Marketing

Perkins updates its name and launches a fast-casual version

The 66-year-old family-dining chain is planning a comprehensive overhaul that extends to its menu, operations and look.
A rendition of Perkins' new express format. | Photo courtesy of Perkins

The 66-year-old Perkins Restaurant & Bakery family-dining chain is changing its name to Perkins American Food Co. and spinning off a fast-casual riff as part of a recast by owner Ascent Hospitality Management.

The overhaul extends to operations, the menu, interior and exterior design and marketing, according to chain President Toni Ronayne.

The aim is to evolve the concept for loyal fans while simultaneously sharpening its appeal to two other types of customers who present opportunities for growth: “Love to Eat Lee,” a current heavy user who’s looking for variety and a more elevated experience, and “Mom on the Move,” the matriarch with a heightened sensitivity to convenience and value. She’ll be a particular target of the Perkins express format.

That variation will be a 1,500-square-foot take on the Perkins concept, whose units currently measure about 6,500 square feet. The smaller stores will sport only 70 seats, with a fast-casual style of service whereby meals will be run out to dine-in patrons tables by servers.
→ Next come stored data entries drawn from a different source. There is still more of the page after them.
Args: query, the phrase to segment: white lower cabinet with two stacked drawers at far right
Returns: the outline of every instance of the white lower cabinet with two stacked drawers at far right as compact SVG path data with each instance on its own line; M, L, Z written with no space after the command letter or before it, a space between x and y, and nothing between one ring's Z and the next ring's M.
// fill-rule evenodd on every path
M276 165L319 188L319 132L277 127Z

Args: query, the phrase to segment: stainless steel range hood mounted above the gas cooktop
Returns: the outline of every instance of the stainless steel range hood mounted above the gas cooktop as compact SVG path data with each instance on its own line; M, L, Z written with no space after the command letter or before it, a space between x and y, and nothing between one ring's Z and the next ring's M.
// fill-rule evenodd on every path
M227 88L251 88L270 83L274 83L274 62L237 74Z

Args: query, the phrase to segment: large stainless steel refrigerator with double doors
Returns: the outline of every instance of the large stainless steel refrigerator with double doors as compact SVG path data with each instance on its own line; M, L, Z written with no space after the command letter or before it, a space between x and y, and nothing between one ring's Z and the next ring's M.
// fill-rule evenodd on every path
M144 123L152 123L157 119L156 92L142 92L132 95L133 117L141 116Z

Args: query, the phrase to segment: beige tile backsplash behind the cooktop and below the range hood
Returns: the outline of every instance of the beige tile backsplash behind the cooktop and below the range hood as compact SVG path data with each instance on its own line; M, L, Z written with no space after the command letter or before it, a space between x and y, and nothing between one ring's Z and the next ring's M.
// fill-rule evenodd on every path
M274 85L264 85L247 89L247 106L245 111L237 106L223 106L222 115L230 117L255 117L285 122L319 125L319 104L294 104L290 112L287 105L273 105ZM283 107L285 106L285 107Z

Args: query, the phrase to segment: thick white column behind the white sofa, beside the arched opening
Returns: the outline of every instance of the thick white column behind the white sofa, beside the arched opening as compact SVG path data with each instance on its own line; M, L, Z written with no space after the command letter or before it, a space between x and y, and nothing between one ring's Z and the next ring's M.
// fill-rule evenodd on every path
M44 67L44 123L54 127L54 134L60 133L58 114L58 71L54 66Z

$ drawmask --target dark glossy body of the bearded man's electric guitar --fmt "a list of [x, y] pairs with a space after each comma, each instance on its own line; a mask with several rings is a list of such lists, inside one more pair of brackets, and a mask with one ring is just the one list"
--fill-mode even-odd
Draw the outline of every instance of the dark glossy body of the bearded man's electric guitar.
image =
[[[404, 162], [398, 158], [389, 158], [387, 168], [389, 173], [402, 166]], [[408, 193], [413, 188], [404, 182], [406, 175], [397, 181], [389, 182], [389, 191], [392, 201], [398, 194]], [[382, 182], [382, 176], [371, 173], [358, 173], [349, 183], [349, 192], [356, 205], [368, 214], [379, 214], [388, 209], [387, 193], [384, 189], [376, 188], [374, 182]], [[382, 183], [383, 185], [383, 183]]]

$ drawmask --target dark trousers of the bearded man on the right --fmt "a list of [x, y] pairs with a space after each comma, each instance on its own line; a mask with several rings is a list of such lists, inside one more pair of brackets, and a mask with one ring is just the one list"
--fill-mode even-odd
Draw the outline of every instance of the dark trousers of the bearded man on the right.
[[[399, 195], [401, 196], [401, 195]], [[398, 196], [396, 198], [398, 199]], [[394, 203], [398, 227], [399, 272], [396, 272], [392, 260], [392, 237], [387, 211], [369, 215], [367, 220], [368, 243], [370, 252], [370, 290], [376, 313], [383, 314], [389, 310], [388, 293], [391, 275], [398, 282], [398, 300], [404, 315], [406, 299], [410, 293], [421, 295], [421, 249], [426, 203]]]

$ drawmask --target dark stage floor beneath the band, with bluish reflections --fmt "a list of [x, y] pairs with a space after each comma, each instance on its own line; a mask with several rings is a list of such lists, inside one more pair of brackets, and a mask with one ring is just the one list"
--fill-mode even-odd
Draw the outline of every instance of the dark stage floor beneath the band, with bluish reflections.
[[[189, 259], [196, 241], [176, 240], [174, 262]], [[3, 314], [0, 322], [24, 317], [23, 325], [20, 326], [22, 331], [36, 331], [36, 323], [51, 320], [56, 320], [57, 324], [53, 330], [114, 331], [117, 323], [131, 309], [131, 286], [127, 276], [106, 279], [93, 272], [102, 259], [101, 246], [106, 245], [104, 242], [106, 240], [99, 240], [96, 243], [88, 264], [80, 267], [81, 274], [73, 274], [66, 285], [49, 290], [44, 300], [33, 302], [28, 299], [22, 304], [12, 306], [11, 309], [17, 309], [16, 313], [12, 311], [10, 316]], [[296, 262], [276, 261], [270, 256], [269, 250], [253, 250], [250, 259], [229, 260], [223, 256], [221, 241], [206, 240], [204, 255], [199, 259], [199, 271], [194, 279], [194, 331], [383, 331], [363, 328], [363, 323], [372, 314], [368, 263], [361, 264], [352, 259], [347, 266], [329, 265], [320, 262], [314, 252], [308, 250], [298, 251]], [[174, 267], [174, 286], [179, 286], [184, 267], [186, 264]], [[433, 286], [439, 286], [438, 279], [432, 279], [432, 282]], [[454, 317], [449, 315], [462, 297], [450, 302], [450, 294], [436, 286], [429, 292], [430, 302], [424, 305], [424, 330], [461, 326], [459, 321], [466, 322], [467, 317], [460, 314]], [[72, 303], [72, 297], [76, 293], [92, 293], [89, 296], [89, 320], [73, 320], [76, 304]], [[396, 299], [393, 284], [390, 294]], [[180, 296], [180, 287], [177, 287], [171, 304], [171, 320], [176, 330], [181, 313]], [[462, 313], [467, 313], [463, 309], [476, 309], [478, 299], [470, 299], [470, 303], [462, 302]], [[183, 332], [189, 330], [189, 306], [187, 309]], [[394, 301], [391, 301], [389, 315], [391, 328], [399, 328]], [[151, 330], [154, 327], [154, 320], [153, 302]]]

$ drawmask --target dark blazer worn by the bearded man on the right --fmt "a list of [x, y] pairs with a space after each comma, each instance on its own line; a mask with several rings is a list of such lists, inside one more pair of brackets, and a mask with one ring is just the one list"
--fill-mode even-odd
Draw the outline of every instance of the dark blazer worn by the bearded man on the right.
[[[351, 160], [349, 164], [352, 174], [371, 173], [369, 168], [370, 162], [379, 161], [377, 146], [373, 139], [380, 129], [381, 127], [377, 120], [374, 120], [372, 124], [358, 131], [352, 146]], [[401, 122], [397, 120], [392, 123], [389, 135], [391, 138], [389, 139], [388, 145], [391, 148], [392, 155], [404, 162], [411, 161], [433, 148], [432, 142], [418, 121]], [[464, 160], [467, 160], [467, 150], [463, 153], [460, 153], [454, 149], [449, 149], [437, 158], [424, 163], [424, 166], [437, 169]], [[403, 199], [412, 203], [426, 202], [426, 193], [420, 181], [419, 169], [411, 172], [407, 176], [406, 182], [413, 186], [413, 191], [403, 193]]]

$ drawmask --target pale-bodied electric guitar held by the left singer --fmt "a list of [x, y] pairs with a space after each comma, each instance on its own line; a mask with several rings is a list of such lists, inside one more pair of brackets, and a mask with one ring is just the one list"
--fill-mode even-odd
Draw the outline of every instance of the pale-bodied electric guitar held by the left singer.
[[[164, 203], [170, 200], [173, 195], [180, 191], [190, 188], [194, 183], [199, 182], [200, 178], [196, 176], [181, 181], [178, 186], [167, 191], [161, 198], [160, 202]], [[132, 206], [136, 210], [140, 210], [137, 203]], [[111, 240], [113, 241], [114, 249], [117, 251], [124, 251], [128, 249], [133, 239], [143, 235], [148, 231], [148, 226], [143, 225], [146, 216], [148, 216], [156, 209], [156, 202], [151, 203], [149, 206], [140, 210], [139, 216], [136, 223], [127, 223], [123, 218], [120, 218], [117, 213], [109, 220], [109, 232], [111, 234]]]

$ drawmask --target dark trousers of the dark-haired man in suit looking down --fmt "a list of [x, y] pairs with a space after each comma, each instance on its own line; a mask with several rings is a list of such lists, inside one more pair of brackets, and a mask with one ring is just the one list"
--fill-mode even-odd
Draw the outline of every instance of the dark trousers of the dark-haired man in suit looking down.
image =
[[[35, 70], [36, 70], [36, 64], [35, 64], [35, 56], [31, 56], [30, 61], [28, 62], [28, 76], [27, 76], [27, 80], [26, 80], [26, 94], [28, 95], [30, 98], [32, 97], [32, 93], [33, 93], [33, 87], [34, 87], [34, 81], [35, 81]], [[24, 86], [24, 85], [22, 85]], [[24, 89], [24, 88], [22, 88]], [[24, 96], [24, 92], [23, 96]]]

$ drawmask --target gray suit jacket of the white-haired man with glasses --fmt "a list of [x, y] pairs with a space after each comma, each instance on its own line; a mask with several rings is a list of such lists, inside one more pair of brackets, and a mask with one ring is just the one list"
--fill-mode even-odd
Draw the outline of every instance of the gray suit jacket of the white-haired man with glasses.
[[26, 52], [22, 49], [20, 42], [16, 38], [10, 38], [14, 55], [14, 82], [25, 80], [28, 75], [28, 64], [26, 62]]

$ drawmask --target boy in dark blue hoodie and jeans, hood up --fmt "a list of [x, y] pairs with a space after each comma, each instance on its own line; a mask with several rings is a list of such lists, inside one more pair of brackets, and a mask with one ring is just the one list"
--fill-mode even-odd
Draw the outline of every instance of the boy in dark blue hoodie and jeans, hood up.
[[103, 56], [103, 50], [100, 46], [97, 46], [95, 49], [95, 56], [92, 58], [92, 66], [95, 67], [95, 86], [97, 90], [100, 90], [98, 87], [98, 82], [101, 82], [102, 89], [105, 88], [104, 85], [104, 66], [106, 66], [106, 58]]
Ronayne says the latter feature will be one of the connections to Perkins’ long heritage; customers’ interaction with servers is a part of that DNA, she says.

The express store will feature Perkins staples such as pancakes, waffles and omelets, but with a few products not found in the older format, such as handheld items for lunch. The prototype is scheduled to open this fall in Canada, and franchisees are already expressing interest, according to Ronayne.
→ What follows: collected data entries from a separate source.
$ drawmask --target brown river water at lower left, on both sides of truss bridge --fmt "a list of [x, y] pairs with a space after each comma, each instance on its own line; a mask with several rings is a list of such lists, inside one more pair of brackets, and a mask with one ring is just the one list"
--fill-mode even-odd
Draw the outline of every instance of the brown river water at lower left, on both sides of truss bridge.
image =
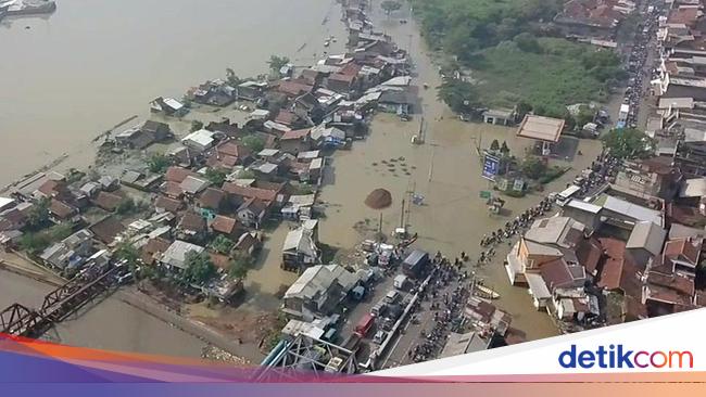
[[[2, 308], [15, 302], [38, 307], [51, 290], [47, 284], [0, 270]], [[71, 346], [194, 358], [201, 356], [203, 347], [198, 338], [116, 298], [70, 317], [43, 338]]]

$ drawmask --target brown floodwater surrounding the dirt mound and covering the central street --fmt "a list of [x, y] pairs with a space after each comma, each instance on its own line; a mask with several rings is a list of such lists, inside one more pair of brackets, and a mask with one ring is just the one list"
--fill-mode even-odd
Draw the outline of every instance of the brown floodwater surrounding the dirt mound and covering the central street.
[[[414, 82], [437, 87], [440, 84], [437, 69], [425, 54], [414, 25], [386, 21], [380, 15], [377, 18], [398, 43], [409, 46], [417, 74]], [[362, 229], [366, 229], [368, 235], [375, 231], [380, 213], [367, 208], [363, 201], [377, 188], [390, 190], [394, 198], [393, 206], [382, 212], [383, 232], [391, 233], [401, 225], [402, 198], [408, 191], [415, 191], [425, 196], [425, 203], [413, 205], [405, 222], [412, 232], [419, 233], [417, 245], [431, 252], [442, 251], [452, 258], [465, 251], [475, 261], [480, 253], [478, 242], [484, 233], [502, 227], [515, 214], [542, 198], [540, 195], [521, 200], [508, 197], [506, 208], [509, 215], [489, 216], [484, 201], [479, 198], [480, 191], [488, 190], [489, 184], [480, 177], [481, 163], [476, 146], [488, 148], [493, 139], [497, 139], [506, 141], [512, 153], [522, 157], [530, 142], [516, 139], [514, 128], [459, 121], [437, 101], [433, 89], [423, 90], [420, 95], [421, 113], [427, 123], [425, 144], [411, 143], [412, 136], [420, 129], [421, 114], [416, 114], [415, 119], [408, 123], [382, 115], [376, 117], [366, 142], [356, 143], [350, 152], [335, 155], [332, 169], [326, 178], [328, 185], [322, 194], [328, 204], [327, 218], [322, 225], [326, 243], [350, 248], [363, 239]], [[581, 141], [580, 150], [584, 154], [577, 156], [571, 164], [555, 162], [570, 165], [575, 170], [547, 187], [550, 190], [557, 190], [571, 180], [576, 172], [591, 163], [601, 148], [596, 141]], [[366, 220], [367, 228], [361, 228]], [[494, 264], [480, 269], [468, 267], [468, 270], [477, 271], [487, 285], [501, 293], [497, 305], [514, 316], [513, 326], [525, 333], [525, 337], [535, 340], [556, 335], [557, 330], [550, 317], [533, 309], [527, 290], [509, 285], [502, 266], [508, 248], [497, 248]]]

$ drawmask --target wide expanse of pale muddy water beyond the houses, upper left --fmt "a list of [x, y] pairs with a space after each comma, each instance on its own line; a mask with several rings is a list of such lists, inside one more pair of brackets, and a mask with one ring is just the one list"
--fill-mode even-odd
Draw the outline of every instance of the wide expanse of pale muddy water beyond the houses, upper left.
[[[50, 17], [0, 23], [0, 185], [89, 142], [159, 95], [267, 72], [270, 54], [310, 65], [344, 43], [333, 0], [63, 0]], [[28, 28], [25, 28], [28, 27]]]

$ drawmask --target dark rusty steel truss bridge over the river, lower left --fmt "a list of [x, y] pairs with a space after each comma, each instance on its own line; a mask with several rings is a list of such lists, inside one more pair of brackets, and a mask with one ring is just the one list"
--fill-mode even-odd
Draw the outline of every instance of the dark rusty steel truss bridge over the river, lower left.
[[125, 267], [89, 268], [45, 296], [39, 309], [15, 303], [0, 311], [0, 333], [37, 338], [55, 323], [78, 311], [86, 304], [115, 285]]

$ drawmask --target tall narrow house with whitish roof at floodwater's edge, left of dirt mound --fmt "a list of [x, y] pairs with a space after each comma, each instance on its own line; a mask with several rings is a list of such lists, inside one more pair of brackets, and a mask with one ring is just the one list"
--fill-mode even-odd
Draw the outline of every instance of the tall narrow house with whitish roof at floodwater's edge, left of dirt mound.
[[302, 225], [287, 234], [282, 246], [282, 268], [301, 270], [320, 261], [317, 223]]

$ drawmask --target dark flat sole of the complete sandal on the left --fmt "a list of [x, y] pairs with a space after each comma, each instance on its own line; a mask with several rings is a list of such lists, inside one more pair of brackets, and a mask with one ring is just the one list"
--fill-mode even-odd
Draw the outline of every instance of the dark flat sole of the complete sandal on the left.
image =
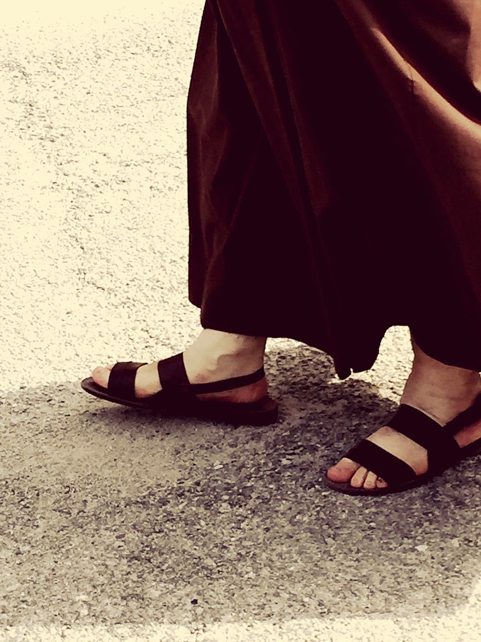
[[278, 420], [278, 403], [264, 395], [257, 401], [248, 403], [233, 403], [227, 401], [199, 401], [192, 399], [172, 399], [167, 396], [162, 398], [162, 390], [156, 395], [155, 401], [150, 397], [143, 399], [122, 399], [106, 392], [106, 389], [95, 383], [92, 377], [81, 381], [81, 387], [85, 392], [105, 399], [112, 403], [129, 406], [130, 408], [142, 408], [164, 413], [169, 417], [198, 417], [199, 419], [215, 419], [233, 425], [242, 426], [267, 426]]

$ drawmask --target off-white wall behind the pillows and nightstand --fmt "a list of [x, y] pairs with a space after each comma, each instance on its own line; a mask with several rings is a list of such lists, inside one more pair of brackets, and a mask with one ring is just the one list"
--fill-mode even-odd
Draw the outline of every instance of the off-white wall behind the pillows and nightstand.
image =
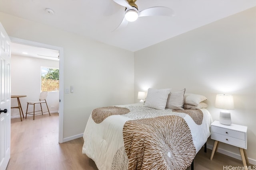
[[[248, 126], [248, 157], [256, 163], [256, 8], [188, 31], [134, 53], [134, 95], [148, 88], [202, 94], [214, 120], [216, 94], [233, 94], [232, 123]], [[138, 101], [135, 98], [135, 101]], [[213, 144], [212, 140], [208, 142]], [[220, 144], [240, 153], [236, 147]]]

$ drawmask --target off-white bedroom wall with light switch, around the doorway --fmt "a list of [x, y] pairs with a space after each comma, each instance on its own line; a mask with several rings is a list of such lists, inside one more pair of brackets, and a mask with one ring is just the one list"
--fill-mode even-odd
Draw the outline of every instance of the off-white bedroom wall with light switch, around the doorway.
[[9, 36], [63, 47], [64, 88], [74, 86], [64, 94], [64, 139], [81, 136], [96, 107], [134, 102], [132, 52], [4, 13], [0, 21]]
The new prototype for conventional stores will similarly debut before the end of 2024. The revamp will reduce the usual size of a Perkins by 3,000 square feet, for a layout of roughly 3,500 square feet.

It will feature the chain’s new name and accompanying updated logo, along with a new design. Ronayne characterizes it as “classic, yet more refined—something that’s a bit more modern and timeless, [an] ambience that feels elevated but not unreachable. We didn’t want to create a space that was too far removed from Perkins.”

The menu will be simplified, though “not with the emphasis on taking away, but on the additive,” says Ronayne. “Anytime you’re shrinking your restaurant, we have to focus on gaining efficiencies,” including a reduction in the pieces of kitchen equipment that are needed to produce the bill of fare.

A strong emphasis on value will remain evident in the new menu, the president says.

In both of the new formats, bakeries will be a centerpiece, in keeping with Perkins’ heritage as the source of pies, cakes and cookies for both on-site and at-home consumption.

The overhaul dovetails with Perkins’ efforts to capture more off-premise business. Ronayne asserts that catering has particularly strong potential, given Perkins’ strength at breakfast and research indications that a.m. catering is surging across foodservice.

Perkins is the latest family-dining chain of any longevity to embark on a soup-to-nuts revamp. Cracker Barrel Old Country Store is in the midst of a rejuvenation effort that extends to its menu, design and operations. Denny’s began its revamp a few months ago. Friendly’s has just opened a new prototype in Orlando, where the revamped Perkins will make its debut. Changes have also been made at Bob Evans, while segment-leader IHOP is trying a co-branding arrangement with sister concept Applebee’s while continuing to work with virtual concepts. And Golden Corral is experimenting with a new buffet format as well as a fast-casual spinoff called Homeward Kitchen. 

The segment has been squeezed by fast-food restaurants’ penetration of the breakfast market and a continuing inability to compete effectively with casual dining at dinner. Meanwhile, a family-dining sector dubbed daytime dining—epitomized by the likes of First Watch and Another Broken Egg—has provided fresh competition at breakfast and lunch.

Ronayne says the time was right for Perkins to open a new chapter because of all the changes the 300-unit chain has undergone in recent years, including her recent recruitment as president. Parent company Ascent also has new leadership in CEO James O’Reilly, a veteran chain leader whose past charges include Long John Silver’s and Smokey Bones.

The overhaul will commence next week with the airing of new marketing that introduces the changes to consumers.

“We are sound and ready for a change of this magnitude,” says Ronayne.